Hoy me quito de encima el peso de la culpa y el imaginario de la mala mujer que está sola porque, en primer lugar, descuidó a sus amistades. Hoy sé que no fue una negligencia de mi parte, sino que estaba ocupada intentando mantenerme viva a mí misma mientras las otras personas tenían la vida un poco menos difícil. Hoy sé que sí hubo una razón por la que la Julieth más joven se alejó de varios círculos sociales, sólo que no lo recordaba.

La experiencia de ser tratada como un yo-yo, de ser echada y luego recogida para seguir viviendo los mismos hechos de violencia, me trajo a la mente una canción que me gusta mucho, pero que me ha dado vueltas durante todo el tiempo que me ha tomado escribir este texto. La letra dice:

“Espero no llevar

la cruz de perdonar

a quien no me hace bien

y juega a marear”.

Aún me preocupa que ciertas personas manejen proyectos regionales y tengan acceso a gente vulnerable y violentada de Caquetá, que suele vivir muchas revictimizaciones institucionales, pero también es cierto que necesito hacer un cierre por mi salud emocional. Necesito darme el descanso que nunca me fue permitido y aceptar que no puedo cambiar el mundo yo sola. La única forma en que las cosas pueden cambiar para bien, en términos de asuntos sociales y de derechos humanos, es si hay muchas personas caminando en el mismo sentido; no una sola. Hoy sé que no todo está en mis manos y que no por eso mi existencia en este plano es menos valiosa.

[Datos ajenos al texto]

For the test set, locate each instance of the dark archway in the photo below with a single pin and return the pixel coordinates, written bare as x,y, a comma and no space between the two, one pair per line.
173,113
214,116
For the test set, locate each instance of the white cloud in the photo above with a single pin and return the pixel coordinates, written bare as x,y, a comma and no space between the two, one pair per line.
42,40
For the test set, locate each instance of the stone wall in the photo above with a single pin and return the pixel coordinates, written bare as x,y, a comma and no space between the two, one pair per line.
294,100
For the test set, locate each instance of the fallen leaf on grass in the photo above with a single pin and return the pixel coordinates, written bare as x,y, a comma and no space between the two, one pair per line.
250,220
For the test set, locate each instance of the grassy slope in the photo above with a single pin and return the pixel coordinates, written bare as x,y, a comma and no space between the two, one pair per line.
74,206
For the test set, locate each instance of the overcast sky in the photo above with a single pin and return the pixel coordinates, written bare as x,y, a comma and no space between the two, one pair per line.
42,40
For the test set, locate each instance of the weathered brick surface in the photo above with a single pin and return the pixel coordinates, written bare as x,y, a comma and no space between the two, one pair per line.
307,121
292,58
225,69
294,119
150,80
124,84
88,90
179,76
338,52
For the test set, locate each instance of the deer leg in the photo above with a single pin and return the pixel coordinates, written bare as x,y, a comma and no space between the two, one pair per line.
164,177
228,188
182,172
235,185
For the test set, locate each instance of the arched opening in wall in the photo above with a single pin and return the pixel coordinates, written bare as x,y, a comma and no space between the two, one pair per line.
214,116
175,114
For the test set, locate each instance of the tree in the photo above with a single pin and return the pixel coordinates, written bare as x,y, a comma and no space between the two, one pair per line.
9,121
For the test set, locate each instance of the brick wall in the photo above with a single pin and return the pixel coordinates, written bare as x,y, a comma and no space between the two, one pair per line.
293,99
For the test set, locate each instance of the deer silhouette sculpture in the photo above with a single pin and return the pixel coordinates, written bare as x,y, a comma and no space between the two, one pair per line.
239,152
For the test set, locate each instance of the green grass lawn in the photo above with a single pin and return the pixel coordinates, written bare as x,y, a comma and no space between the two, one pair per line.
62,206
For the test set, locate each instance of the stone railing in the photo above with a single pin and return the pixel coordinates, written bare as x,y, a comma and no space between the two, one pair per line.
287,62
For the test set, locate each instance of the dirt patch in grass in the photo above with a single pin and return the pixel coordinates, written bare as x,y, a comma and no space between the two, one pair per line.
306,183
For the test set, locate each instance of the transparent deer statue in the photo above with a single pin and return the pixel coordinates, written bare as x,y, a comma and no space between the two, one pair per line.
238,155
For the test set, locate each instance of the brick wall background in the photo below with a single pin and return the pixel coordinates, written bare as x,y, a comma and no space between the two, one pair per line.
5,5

Dejando por fuera a la psicóloga que me lo recomendó, quien tampoco podía adivinar lo que ocurriría, cierro con una reflexión que ojalá sirva para los tiempos venideros: si en primer lugar no se conoce el contexto y la realidad de la mujer que vive violencia de género, no siempre es buena idea recomendarle que retome contacto con antiguas amistades y antiguos conocidos. A veces esto puede ser peligroso y salir mal.